Kepala Disdikbud Bengkulu Utara, Dr. Firdaus, S.Pd., M.Pd., menjelaskan bahwa pihaknya telah berkoordinasi langsung dengan Badan Pemeriksa Keuangan (BPK) RI terkait uji kepatutan pengelolaan Dana BOS untuk tingkat TK, SD, hingga SMP Negeri pada Senin (18/5/2026).
”Di tengah tingginya perhatian publik, kami ingin memastikan seluruh proses berjalan sesuai aturan dan prinsip akuntabilitas. Koordinasi uji kepatutan ini dilakukan agar pihak sekolah memiliki pedoman pelaksanaan yang jelas,” ujar Firdaus, Selasa (19/5/2026).
Sistem Non-Tunai Gandeng Bank BengkuluSelain berkoordinasi dengan BPK RI, Disdikbud Bengkulu Utara juga meluncurkan aplikasi digital yang terintegrasi dengan Bank Bengkulu.
Melalui sistem ini, seluruh transaksi pembelanjaan Dana BOS di lingkungan satuan pendidikan wajib dilakukan secara non-tunai (cashless).
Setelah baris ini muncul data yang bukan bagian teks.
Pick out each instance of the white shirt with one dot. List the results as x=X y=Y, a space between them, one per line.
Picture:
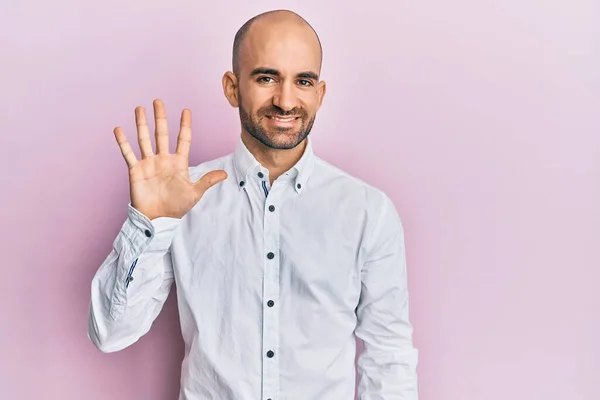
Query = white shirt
x=273 y=283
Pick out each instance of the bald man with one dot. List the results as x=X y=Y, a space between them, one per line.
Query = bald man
x=280 y=259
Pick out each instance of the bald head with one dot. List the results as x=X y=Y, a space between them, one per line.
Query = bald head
x=272 y=22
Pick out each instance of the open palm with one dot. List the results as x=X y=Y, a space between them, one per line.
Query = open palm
x=159 y=183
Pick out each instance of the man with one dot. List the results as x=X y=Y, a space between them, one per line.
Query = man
x=280 y=259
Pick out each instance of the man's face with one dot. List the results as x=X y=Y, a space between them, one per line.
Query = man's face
x=279 y=91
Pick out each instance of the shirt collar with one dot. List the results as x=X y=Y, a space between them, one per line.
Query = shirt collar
x=246 y=166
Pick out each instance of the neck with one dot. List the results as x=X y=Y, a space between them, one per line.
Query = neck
x=275 y=160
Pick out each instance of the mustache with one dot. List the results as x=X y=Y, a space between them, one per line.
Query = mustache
x=278 y=112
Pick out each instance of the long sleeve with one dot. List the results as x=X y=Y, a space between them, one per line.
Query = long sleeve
x=387 y=366
x=133 y=282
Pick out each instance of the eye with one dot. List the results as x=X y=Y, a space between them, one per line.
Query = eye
x=265 y=79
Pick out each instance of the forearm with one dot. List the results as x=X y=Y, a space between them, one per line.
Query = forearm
x=132 y=284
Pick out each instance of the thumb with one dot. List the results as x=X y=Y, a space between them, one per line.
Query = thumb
x=208 y=180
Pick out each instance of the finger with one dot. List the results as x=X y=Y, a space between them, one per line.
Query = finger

Pengecualian hanya berlaku untuk pembayaran yang bersifat jasa.”Setiap pembayaran belanja Dana BOS langsung disalurkan melalui sistem perbankan Bank Bengkulu.
Tujuannya agar seluruh transaksi tercatat dengan baik dan memiliki bukti yang tidak bisa dimanipulasi oleh siapa pun,” tegas Firdaus.
Sistem digital ini dirancang komprehensif untuk mendukung:
1. Rekam jejak transaksi yang transparan dan mudah ditelusuri.
2. Administrasi perpajakan yang otomatis dan tertib.
3. Pengelolaan Surat Pertanggungjawaban (SPJ) secara digital.
4. Efisiensi birokrasi dalam pelaporan perjalanan dinas dan penggunaan anggaran lainnya.
Firdaus menegaskan bahwa digitalisasi ini bukan sekadar mempercepat proses administrasi, melainkan instrumen penting untuk meminimalkan kontak langsung antara pihak sekolah dengan penyedia barang atau jasa.
”Langkah ini efektif untuk menutup ruang terjadinya mark-up, kegiatan fiktif, maupun pengadaan fiktif yang berpotensi menimbulkan persoalan hukum di kemudian hari,” katanya.
Ia menambahkan, sistem baru ini justru hadir sebagai bentuk perlindungan bagi para kepala satuan pendidikan di Bengkulu Utara agar dapat bekerja dengan aman dan tenang.
”Yang terpenting, kepala sekolah dapat bekerja dengan tenang, tertib administrasi, dan terhindar dari kesalahan pengelolaan anggaran yang bisa berdampak pada persoalan hukum,” pungkas Firdaus.
Langkah responsif Disdikbud Bengkulu Utara ini menjadi bukti keseriusan pemerintah daerah dalam memperkuat pengawasan internal, sekaligus menjawab sorotan publik terkait transparansi pengelolaan dana pendidikan.